[PDF] Data Science The Hard Parts - eBooks Review

Data Science The Hard Parts


Data Science The Hard Parts
DOWNLOAD

Download Data Science The Hard Parts PDF/ePub or read online books in Mobi eBooks. Click Download or Read Online button to get Data Science The Hard Parts book now. This website allows unlimited access to, at the time of writing, more than 1.5 million titles, including hundreds of thousands of titles in various foreign languages. If the content not found or just blank you must refresh this page





Data Science The Hard Parts


Data Science The Hard Parts
DOWNLOAD
Author : Daniel Vaughan
language : en
Publisher: "O'Reilly Media, Inc."
Release Date : 2023-11

Data Science The Hard Parts written by Daniel Vaughan and has been published by "O'Reilly Media, Inc." this book supported file pdf, txt, epub, kindle and other format this book has been release on 2023-11 with Computers categories.


This practical guide provides a collection of techniques and best practices that are generally overlooked in most data engineering and data science pedagogy. A common misconception is that great data scientists are experts in the "big themes" of the discipline—machine learning and programming. But most of the time, these tools can only take us so far. In practice, the smaller tools and skills really separate a great data scientist from a not-so-great one. Taken as a whole, the lessons in this book make the difference between an average data scientist candidate and a qualified data scientist working in the field. Author Daniel Vaughan has collected, extended, and used these skills to create value and train data scientists from different companies and industries.
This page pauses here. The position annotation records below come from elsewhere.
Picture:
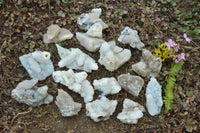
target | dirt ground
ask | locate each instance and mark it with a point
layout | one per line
(22, 29)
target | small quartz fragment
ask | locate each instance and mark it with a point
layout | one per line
(129, 36)
(132, 84)
(76, 82)
(131, 112)
(26, 92)
(66, 104)
(149, 65)
(56, 34)
(154, 97)
(107, 86)
(38, 64)
(112, 56)
(101, 109)
(85, 21)
(74, 58)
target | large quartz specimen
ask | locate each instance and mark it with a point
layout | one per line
(37, 64)
(154, 97)
(74, 58)
(26, 92)
(76, 82)
(129, 36)
(132, 84)
(112, 56)
(131, 112)
(85, 21)
(107, 86)
(101, 109)
(149, 65)
(66, 104)
(56, 34)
With this book, you will: Understand how data science creates value Deliver compelling narratives to sell your data science project Build a business case using unit economics principles Create new features for a ML model using storytelling Learn how to decompose KPIs Perform growth decompositions to find root causes for changes in a metric Daniel Vaughan is head of data at Clip, the leading paytech company in Mexico. He's the author of Analytical Skills for AI and Data Science (O'Reilly).



Data Science The Hard Parts Techniques For Excelling At Data Science


Data Science The Hard Parts Techniques For Excelling At Data Science
DOWNLOAD
Author : Daniel Vaughan
language : en
Publisher: O'Reilly Media
Release Date : 2024-03-05

Data Science The Hard Parts Techniques For Excelling At Data Science written by Daniel Vaughan and has been published by O'Reilly Media this book supported file pdf, txt, epub, kindle and other format this book has been release on 2024-03-05 with Computers categories.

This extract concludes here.